SEBI Sets New Milestones: One-Hour Settlement by 2024, Instant Settlement by 2025

The Securities and Exchange Board of India (SEBI) is making significant strides in the evolution of trade settlements in the Indian stock market. The regulator has announced plans to implement a one-hour trade settlement by March 2024 and aims to introduce instantaneous settlement by October 2024. This marks a progressive shift from the current T+1 settlement cycle, where trades are settled one day after the transaction.

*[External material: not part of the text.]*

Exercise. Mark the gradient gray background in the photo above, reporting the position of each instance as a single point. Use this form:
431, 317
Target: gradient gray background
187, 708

Key Developments in Trade Settlements

  1. Transition to T+1 Settlement:
    • India transitioned to a T+1 settlement cycle from T+2, starting with bottom companies in terms of market capitalization and moving to top companies by the end of January. This change positioned India as the first jurisdiction globally to adopt the T+1 settlement cycle for all its scrips​​​​.
  2. One-Hour Settlement by March 2024:
    • SEBI Chairperson Madhabi Puri Buch announced the regulator’s plan to implement a one-hour trade settlement cycle by early next year. This move is seen as a stepping stone towards instantaneous settlement and is considered a significant technological advancement in the trading domain​​​​​​​​.
  3. Instantaneous Settlement by October 2024:
    • Following the implementation of the one-hour settlement, SEBI aims to introduce instantaneous settlement, where trades will be settled immediately. This will be a major breakthrough, making India one of the few countries with such a rapid settlement system​​​​.
  4. Impact on Market Participants:
    • The one-hour settlement system means shares will be credited to the demat account within an hour of the trade. For foreign investors, the instant trade settlement will be optional and not mandatory. This flexibility is expected to cater to the diverse needs of market participants​​​​.
  5. Potential Benefits:
    • The shift to faster settlement cycles is expected to release a significant amount of margin back into the system, increasing liquidity and reducing settlement failures. SEBI’s move is in line with global trends and aims to enhance the efficiency and attractiveness of the Indian stock market​​.

Conclusion

The move towards faster settlement cycles by SEBI is a landmark decision in the Indian financial markets, expected to enhance market efficiency, reduce risks, and provide greater flexibility to market participants. The implementation of one-hour and instantaneous settlements will position India at the forefront of global best practices in stock market operations. This change not only reflects SEBI’s commitment to leveraging technology for market advancements but also indicates a significant shift towards more investor-friendly practices in the Indian stock market.